There are several who have opinions that the excessive role of the U.S. presidents over the years would threaten the stability and integrity of democracy intended in the U.S. The President is authorized to safeguard, shield and protect the Constitution of the United States and his responsibilities include implementing the laws passed by the Congress, acting as Commander-in-Chief to suppress disorder or curb revolt, appointing federal judges and settling foreign agreements. Presidents have always been under intimate public assessment even before radio and television made a president's every move the subjects of international attention. They have confronted violent partisan attacks by opposing politicians, citizens and journalists exercising the American traditions of freedom of speech and freedom of the press. Thomas Jefferson's description of the president's office as a splendid misery shows the meaning of being president.

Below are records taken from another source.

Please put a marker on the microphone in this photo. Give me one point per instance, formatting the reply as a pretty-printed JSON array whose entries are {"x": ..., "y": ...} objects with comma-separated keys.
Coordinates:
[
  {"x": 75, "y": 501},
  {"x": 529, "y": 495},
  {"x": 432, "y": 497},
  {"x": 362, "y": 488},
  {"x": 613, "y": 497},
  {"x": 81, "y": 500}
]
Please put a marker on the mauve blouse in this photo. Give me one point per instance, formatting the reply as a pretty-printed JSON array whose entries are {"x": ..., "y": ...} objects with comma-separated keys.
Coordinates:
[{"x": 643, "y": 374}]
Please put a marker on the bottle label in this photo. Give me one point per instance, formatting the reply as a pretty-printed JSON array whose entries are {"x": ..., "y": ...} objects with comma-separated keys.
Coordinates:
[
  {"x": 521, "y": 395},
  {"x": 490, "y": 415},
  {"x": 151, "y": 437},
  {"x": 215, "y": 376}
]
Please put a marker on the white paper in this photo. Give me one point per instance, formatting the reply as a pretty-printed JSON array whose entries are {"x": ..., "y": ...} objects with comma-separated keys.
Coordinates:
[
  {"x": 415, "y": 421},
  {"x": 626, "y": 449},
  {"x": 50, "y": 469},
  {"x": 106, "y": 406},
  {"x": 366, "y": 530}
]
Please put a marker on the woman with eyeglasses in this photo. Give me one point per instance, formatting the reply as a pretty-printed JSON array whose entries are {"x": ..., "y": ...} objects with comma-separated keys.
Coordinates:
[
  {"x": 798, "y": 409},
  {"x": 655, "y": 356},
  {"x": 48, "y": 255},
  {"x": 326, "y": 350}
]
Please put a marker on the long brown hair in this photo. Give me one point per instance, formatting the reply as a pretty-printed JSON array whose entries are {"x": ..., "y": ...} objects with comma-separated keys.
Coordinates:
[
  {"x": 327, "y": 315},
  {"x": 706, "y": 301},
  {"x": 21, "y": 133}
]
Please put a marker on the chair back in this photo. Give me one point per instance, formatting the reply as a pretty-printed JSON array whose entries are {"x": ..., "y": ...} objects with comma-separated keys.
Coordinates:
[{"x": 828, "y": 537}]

Article 1 section 8 of the Constitution states that the all the powers to make all kinds of laws, which includes both the powers of making laws for itself, but also for the other departments rests with the Congress. 1 The Congress is also vested with the power of carrying out the laws into effect by the Constitution. The U.S. constitution also states that the President, who is the Commander-in-Chief has the right being conferred to introduce the U.S. forces into situations of war or to situations of hostility depends upon the particular circumstances namely, in the event of a war, when particular statues are to be authorized, or in the event of emergency of national importance declared by the U.S. As a result of being attacked by another country. Sec. 1542 states further that the President of United States shall in all circumstances have consultations with the Congress where the question at hand is to promote the Armed forces of U.S. into environments where hostility exists or in those environments where hostility is supposed to happen. The section further advises the President to seek consultations from the Congress when the armed forces of U.S. are to be brought back or in situations where they no longer need to be engaged in situations of hostility. 2
1.Erwin C. Hargrove and Roy Hoopes. "The Presidency: A Question of Power." Boston: Little, Brown and Company, 1975, p.32
2. Mary Mostert. "Making Sense In a Senseless World of Bombing Friends and Protecting Enemy Spies: A Military Target to Bill Clinton, Like the Word 'Sex' and 'Is' Has Been Redefined," Original Sources, May 25, 1999, p.7
But Alexander Hamilton, who was President Washington's Secretary of the Treasury, was of the opinion that the office of the President held powers, which were inherent, even though these powers had not been granted by or written down in the Constitution by its framers. The later Presidents started to indulge in expanding their powers and during the beginning of the twentieth century President Roosevelt had increased his powers to a great extent. According to Roosevelt his opinion was that the office of the President was such that it had a direct connection with the people of America. So he used his office of the President to the extent of gaining support for his actions from the people of America. 3
With the help of the powerful medium of the media, Roosevelt tried to gain public attention as well as by way of publications, he tried to influence the public opinion. But it should be understood that it was Woodrow Wilson, who had greatly influenced the office of the President and changed the face of the President's office from that which was completely devoid of public opinion to one, which tried to seek the approval and attention of the public. Woodrow Wilson was again the first President of USA to have press conferences on a regular basis to promote his opinion to the people via the media. Wilson was not only the President who understood what the public wanted, but was also in a position to convey them to his people. The conducting of press conferences was seen by Wilson as a way to attain the confidence of the public for his policies. 4
3.Forrest, McDonald. The American Presidency: An Intellectual History. Lawrence, KS: University Press of Kansas, 1994, p. 45
4. Richard Neustadt, Presidential power: The politics of leadership, New York: Wiley, 1960, p.23
Although he was in support of the parliamentary system of government Woodrow Wilson had to leave his motive for amending the Constitution to adopt a system similar to the British model. Wilson on the other hand favored for providing greater powers to the U.S. president by means of re-analyzing and re-interpreting the U.S. constitution. According to him the Constitution should be a means of reflecting the ideas of the future public of America. According to him, his actions were not intended at bringing about the concept of direct form of democracy. What he opted for was to bring about coordination between the people, the president and the legislature. His most striking contribution was of his intention that it should be the President who should hold the leadership of the party of the President in the Congress. 5
Thus one could witness an increase in the powers of the office of the President during the period of Wilson. There are several people who are of the opinion that the U.S. President holds the most powerful office in the world. The powerful positions held by the office of the U.S. President can also be witnessed in the case of Kennedy and Johnson who had dispatched the U.S. Armed forces to Vietnam without the permission of the Congress and without the Congress declaring war. 6
5. Victoria A. Farrar-Myers, "Transference of Authority: The Institutional Struggle Over the Control of the War Power," Congress & the Presidency, Vol. 25, No. 2, Autumn 1998, p. 192.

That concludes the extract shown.